Title: The Girl Who Kicked the Hornet's Nest
Aren't They Making An American Version Of These? Yep. David Fincher's version of the first movie, The Girl With the Dragon Tattoo, comes out in 2011.
So Why Should We Watch This? Oh, I don't know. Maybe to prove that all Americans aren't too stupid/lazy to watch a movie with subtitles?
Cast/Crew: Noomi Rapace is back as badass hacker Lisbeth Salander, Michael Nyqvist returns as journalist Mikael Blomkvist, and Daniel Alfredson once again directs (he also helmed The Girl Who Played With Fire.
Rating Using Random Objects Relevant to the Film: Three Niedermanns digging a shallow grave out of five.
Tagline: "Everything will be revealed."
Better Tagline: "Maybe you should reconsider that Swedish vacation."
Brief Synopsis: Hospitalized after being shot by dear old dad at the end of The Girl Who Played With Fire, Lisbeth Salander not only has to recover from her wounds, but must also contend with murder charges and attempts to put her back in the same mental hospital she was committed to as a girl.

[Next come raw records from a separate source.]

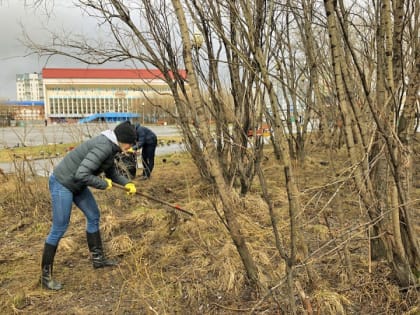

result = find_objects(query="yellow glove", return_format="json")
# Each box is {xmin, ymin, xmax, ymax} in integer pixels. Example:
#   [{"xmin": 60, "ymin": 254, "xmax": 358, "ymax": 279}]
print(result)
[
  {"xmin": 105, "ymin": 178, "xmax": 112, "ymax": 190},
  {"xmin": 124, "ymin": 183, "xmax": 137, "ymax": 195}
]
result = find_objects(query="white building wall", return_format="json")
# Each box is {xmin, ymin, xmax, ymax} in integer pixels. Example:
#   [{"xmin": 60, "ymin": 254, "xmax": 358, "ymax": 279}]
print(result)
[
  {"xmin": 16, "ymin": 73, "xmax": 44, "ymax": 101},
  {"xmin": 43, "ymin": 78, "xmax": 170, "ymax": 119}
]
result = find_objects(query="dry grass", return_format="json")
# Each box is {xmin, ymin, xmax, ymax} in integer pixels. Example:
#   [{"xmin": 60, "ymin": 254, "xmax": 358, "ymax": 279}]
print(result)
[{"xmin": 0, "ymin": 142, "xmax": 420, "ymax": 314}]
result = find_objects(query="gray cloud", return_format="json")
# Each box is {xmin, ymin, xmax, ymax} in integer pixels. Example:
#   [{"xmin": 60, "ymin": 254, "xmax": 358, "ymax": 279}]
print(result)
[{"xmin": 0, "ymin": 0, "xmax": 98, "ymax": 99}]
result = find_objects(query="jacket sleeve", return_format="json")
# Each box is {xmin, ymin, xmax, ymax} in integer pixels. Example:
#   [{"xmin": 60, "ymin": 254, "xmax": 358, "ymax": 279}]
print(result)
[
  {"xmin": 133, "ymin": 127, "xmax": 146, "ymax": 150},
  {"xmin": 75, "ymin": 146, "xmax": 112, "ymax": 189}
]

Not So Brief Synopsis: While Lisbeth is in the hospital, her journalist friend Mikael is also trying to coordinate her defense at the court hearing (enlisting the help of his sister Annika, who just happens to be a lawyer) and get to the bottom of the conspiracy involving Lisbeth that reaches to the top of the Swedish government. Oh, and the freaky blond guy who doesn't feel pain is still causing problems.
Is There A Happy Ending For Lisbeth? To the extent that anyone subjected to a lifetime of neglect, abuse, and rape can have one, I guess.
"Critical" Analysis: How much you enjoy this, the final chapter of Stieg Larsson's Millennium trilogy, will depend on how much you've become accustomed to the violence and action of the first two movies. Lisbeth spends 90% of the film in either a hospital bed, a holding cell, our a courtroom, while Mikael and the intrepid staff at the magazine spend a lot of time looking over their shoulders and looking at their laptops.
So if the idea of Law & Order: Stockholm isn't your bag, you may not want to sit through all of this (well, plus a fight in a restaurant and a few murders) to get to the more or less inevitable climax where a fully recovered Lisbeth finally gets her final revenge.
Then again, the climax itself is somewhat anti-climactic. Dad (Zalachenko) is in the same hospital as Lisbeth, until the sinister Section decides they'd be better off without him. Bjurman, the "sadistic pig and rapist" we got to know so well from the Girl With the Dragon Tattoo, was killed by Niedermann in the second movie (a murder Lisbeth is being framed for), although we get to relive that particular bit of unpleasantness -- again -- when she lets Mikael give the DVD of her rape to Annika. All that's left is Niedermann, who she quite frankly can't beat in a stand-up fight.
Though she finds a pretty amusing way around that.
The trilogy has really been anchored by the performances of Rapace and Nyqvist, and that helps to overcome some of the Hornet's Nest's flaws. Namely, the relative ease with which Liseth and her colleage "Plague" are able to obtain secret files (note to self: when masterminding an evil conspiracy with connections to high government offices, store incriminating documents on a laptop without a wireless modem) and the stupidity of the protagonists. Most significant in this regard: the psychologist who wants to re-commit Lisbeth. Dude, I understand addition to child pornography is a sickness, but try not to bring your stash with you to court.
Ultimately, The Girl Who Kicked the Hornet's Nest is the weakest of the trilogy, and comes across much of the time like Larsson was trying to meet a deadline without much concern for niceties like closing plot holes. It's still a decent flick, but unfortunately diminishes some of what has come before.
See It/Rent It/Skip It: Rent it. Nothing about the movie screams "big screen," and if you have a region-free player you can already get the DVD.
The Girl Who Kicked the Hornet's Nest is in theaters today. See it with your therapist.